Lightroom by default corrects fisheye images to rectilinear perspective if you use the lens profile, which is frankly nonsensical. Fortunately it is possible to edit the profile to give no correction. In converting to rectilinear it throws away most of the image and gives you a fairly normal wide-angle view. Rectilinear perspective can’t really handle angles of view greater than around 90 degrees as I found using a 12-24mm lens.
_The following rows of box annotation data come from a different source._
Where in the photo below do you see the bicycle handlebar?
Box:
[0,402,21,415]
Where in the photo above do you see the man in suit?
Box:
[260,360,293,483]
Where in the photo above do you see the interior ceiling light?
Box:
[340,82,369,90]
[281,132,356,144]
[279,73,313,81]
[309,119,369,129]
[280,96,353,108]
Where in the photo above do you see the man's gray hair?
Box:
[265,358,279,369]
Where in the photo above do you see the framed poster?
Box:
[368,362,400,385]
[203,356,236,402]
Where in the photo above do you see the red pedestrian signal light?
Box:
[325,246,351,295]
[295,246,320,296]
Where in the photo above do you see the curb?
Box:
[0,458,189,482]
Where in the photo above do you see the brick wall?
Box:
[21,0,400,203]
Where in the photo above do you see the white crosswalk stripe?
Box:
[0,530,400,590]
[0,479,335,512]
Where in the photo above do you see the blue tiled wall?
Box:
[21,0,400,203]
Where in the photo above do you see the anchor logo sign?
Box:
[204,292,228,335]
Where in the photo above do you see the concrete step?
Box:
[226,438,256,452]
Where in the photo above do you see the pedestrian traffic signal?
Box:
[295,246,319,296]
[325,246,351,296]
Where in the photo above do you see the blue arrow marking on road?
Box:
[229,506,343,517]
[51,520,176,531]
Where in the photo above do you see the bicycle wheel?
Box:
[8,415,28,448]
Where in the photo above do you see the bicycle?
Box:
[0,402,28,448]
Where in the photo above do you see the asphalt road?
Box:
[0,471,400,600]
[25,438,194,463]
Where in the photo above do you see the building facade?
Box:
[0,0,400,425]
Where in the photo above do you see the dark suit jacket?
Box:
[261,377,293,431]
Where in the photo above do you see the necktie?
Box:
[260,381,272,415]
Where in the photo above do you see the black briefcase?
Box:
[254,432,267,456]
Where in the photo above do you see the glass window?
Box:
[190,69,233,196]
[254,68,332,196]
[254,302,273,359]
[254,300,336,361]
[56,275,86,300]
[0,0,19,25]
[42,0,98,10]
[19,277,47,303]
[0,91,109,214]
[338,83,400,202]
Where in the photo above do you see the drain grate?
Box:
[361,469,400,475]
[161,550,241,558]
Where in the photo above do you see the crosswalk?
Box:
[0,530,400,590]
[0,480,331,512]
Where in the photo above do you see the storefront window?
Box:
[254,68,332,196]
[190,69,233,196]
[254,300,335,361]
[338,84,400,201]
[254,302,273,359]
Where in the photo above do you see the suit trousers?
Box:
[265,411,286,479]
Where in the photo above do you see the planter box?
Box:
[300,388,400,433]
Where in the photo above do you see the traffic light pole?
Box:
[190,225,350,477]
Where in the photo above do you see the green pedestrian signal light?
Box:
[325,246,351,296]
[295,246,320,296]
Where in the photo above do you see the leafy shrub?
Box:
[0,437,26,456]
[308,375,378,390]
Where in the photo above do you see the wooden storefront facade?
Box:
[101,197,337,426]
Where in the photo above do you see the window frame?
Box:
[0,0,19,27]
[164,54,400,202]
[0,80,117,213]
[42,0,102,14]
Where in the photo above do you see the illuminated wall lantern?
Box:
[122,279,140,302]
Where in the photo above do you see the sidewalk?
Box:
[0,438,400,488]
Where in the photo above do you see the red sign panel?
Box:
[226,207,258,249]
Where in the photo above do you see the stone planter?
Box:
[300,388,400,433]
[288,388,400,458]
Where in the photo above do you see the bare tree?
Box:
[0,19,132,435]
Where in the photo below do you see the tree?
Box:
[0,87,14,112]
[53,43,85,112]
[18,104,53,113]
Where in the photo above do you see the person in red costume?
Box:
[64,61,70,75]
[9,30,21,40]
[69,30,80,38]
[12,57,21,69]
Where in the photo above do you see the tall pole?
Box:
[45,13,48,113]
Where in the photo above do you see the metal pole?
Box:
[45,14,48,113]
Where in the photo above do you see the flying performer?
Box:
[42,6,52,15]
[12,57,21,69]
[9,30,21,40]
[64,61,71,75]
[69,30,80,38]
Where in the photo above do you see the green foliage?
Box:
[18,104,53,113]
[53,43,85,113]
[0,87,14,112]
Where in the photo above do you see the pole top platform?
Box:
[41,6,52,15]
For most subject matter anything shorter than 16mm (97 degrees horizontal) was hardly usable, and I was very seldom happy with pictures I took at 12mm (113 degrees.) The 147 degrees of these images is simply out of range.

Very occasionally I’ll take a picture with this 16mm lens (or its 10.5mm DX equivalent) which looks fine exactly as taken, but for most scenes I’m thinking as I take it of a rectangle not quite as it appears in the frame, but defined by the centre of each of the four sides of the frame, knowing that I will lose the four corner areas. This is I think a ‘cylindrical’ perspective, exactly like I made for around fifteen years with a succession of ‘swing-lens’ cameras, where the lens rotates around the centre of a part circle of curved film, typically giving images with around a 130 degree angle of view.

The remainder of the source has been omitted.